RogerBW's Blog

The Live Tracker 01 November 2014

When I'm driving, I may get caught in traffic or have to divert round roadworks. If that happens, I don't want to pull in to call whoever's at my destination; that'll just make me even later, and on the motorway there aren't many opportunities to stop. But the machinery that I'm already using to log my trips knows my position anyway…

So I've plugged in a basic wireless network adaptor to the Pi's spare USB socket, and I combine this with my Huawei 585 wireless/3G bridge (a lovely device for net access on the move) to give the Pi a connection to the Internet. Every minute, it calls a script on one of my servers (via a VPN) and sends the current lump of JSON data from the GPS receiver (which contains location, speed, heading, etc.). That gets stored on the server.

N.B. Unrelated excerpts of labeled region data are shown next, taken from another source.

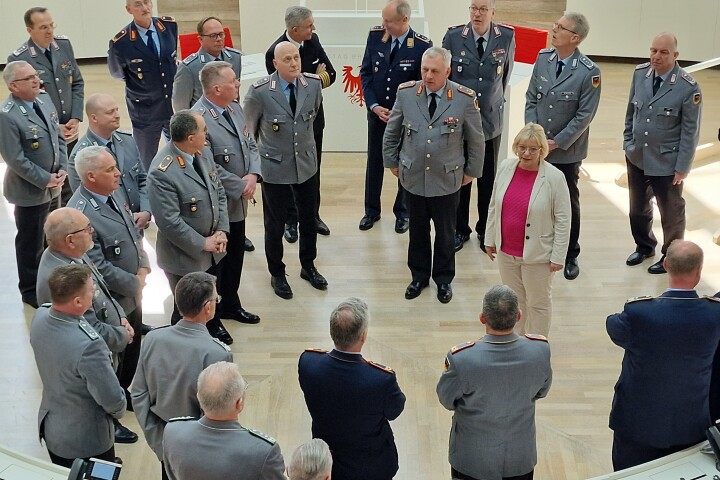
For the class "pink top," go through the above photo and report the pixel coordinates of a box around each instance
[500,167,538,257]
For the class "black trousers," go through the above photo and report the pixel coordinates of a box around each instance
[455,135,502,236]
[14,200,50,299]
[625,157,685,255]
[365,112,408,219]
[551,162,582,260]
[217,220,245,312]
[406,190,460,284]
[262,175,318,277]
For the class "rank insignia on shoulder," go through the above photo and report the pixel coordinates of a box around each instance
[368,360,395,374]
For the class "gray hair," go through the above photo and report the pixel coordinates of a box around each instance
[330,297,370,350]
[197,362,247,416]
[483,285,519,332]
[285,5,312,30]
[422,46,452,68]
[564,12,590,41]
[200,61,234,92]
[288,438,332,480]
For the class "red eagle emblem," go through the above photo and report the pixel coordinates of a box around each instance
[343,65,365,107]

The client side of this is another script which checks for a keyword supplied to authorised users (with an expiry time built in), then reads that most recent position, makes a call to OpenStreetmap Nominatim to get a human-readable description rather than just showing a lat-long pair, and puts up a simple page with the information plus an OpenStreetMap link (including a best guess at zoom level based on my speed).

So in return for a couple of hundred kilobytes of data transfer per hour, I can let people know how late I'm going to be without interrupting my driving.


  1. Posted by John Dallman at 04:21pm on 01 November 2014

    You know, this really belongs in Plokta: The Journal of Superfluous Technology. If you expand it a bit and send it to them, they might publish another issue.

  2. Posted by RogerBW at 08:25pm on 01 November 2014

    Apart from technical details of code and configuration, really, what is there to add?